The Freedom Caucus has signaled its unyielding dissatisfaction with this latest piece of GOP “compromise.” According to Raul Labrador (R-Idaho), one of the staunchest members of the Freedom Caucus, attempts to work with GOP House leadership on the budget have gone nowhere. “We want to help with the process, we want to have a budget,” Labrador said, “[but] we want to have a budget that complies with what we promised the American people. The budget right now … does not take into reality how the American people feel.”

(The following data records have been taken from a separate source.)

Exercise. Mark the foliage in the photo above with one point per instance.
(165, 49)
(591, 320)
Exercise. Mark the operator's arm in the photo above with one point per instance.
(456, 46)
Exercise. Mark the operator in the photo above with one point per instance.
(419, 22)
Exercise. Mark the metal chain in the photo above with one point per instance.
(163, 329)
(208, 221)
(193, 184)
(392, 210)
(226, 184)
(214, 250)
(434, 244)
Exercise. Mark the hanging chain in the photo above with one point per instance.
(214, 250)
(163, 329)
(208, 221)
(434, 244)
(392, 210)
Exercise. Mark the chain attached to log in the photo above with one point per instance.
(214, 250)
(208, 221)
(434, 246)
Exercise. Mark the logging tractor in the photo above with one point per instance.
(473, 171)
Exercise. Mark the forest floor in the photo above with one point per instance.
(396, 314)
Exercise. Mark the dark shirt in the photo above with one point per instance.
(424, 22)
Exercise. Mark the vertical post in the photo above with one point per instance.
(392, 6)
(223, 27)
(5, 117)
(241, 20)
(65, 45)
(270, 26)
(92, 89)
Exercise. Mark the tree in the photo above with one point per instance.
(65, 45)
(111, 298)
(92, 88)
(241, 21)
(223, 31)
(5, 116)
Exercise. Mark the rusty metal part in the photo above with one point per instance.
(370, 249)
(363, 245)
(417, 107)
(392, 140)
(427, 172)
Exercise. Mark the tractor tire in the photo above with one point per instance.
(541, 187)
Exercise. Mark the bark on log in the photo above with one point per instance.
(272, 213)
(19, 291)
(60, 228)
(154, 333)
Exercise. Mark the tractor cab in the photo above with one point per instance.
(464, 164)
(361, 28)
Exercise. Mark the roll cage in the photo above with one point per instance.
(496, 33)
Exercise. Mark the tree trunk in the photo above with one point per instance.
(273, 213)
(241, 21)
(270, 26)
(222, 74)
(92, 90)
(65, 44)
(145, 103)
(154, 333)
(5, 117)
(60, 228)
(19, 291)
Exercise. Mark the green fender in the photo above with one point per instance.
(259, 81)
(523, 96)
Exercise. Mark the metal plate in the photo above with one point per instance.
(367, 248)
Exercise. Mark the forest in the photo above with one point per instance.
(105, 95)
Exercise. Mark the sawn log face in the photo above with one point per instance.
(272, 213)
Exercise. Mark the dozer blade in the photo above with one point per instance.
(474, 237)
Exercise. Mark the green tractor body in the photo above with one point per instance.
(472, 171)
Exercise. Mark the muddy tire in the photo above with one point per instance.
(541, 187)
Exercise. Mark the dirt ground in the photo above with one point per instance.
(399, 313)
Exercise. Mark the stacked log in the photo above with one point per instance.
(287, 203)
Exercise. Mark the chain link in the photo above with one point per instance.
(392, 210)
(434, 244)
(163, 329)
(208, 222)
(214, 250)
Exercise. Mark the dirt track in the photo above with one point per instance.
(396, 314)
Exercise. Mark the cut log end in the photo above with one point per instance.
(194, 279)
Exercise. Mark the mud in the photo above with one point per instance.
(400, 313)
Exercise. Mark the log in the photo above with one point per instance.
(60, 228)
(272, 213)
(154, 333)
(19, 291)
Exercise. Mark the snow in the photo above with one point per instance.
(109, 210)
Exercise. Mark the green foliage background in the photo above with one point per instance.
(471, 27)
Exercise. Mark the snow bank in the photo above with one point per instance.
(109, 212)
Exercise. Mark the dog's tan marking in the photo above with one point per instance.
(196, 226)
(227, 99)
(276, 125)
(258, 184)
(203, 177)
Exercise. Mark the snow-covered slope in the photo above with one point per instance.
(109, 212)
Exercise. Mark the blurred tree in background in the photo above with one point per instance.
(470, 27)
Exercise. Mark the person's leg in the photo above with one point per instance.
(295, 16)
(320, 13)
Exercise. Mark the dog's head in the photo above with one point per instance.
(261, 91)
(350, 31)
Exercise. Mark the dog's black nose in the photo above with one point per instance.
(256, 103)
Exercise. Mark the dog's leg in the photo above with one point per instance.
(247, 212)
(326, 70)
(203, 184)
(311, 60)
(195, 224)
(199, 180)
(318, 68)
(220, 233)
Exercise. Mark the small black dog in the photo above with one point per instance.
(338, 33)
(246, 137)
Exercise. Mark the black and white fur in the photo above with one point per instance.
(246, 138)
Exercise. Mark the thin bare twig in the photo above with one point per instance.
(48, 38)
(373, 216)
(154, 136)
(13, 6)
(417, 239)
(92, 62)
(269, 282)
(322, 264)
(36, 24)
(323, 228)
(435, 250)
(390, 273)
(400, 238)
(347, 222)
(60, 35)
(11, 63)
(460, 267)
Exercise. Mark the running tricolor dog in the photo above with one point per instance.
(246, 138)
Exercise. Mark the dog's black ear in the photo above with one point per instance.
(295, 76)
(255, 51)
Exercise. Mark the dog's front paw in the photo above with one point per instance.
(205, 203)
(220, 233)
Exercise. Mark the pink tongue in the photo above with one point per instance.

With the primary election of yet another Tea Party-supported insurgent, businessman and former Army Ranger Warren Davidson, to the GOP ballot slot vacated by John Boehner, the GOP voting base continues to send a powerful signal of zero tolerance for more politics as usual. Davidson was elected out of a field of 15 GOP candidates that included a couple of state lawmakers, and will in all likelihood go on to win Boehner’s seat against his Democratic opponent in the heavily Republican district.

The voting base, in other words, has finally caught on to the confidence game the GOP has played for decades. The excuses — compromise, fear of a government shutdown, and all the rest — that Republicans have been using for camouflage no longer have the power to awe. And the tectonic event that is the Trump campaign only underscores the fury of the long put-upon grassroots masses.

If Republicans want to have any hope of salvaging their tattered reputation as deficit hawks and champions of smaller government, there’s no time like the present to change their ways.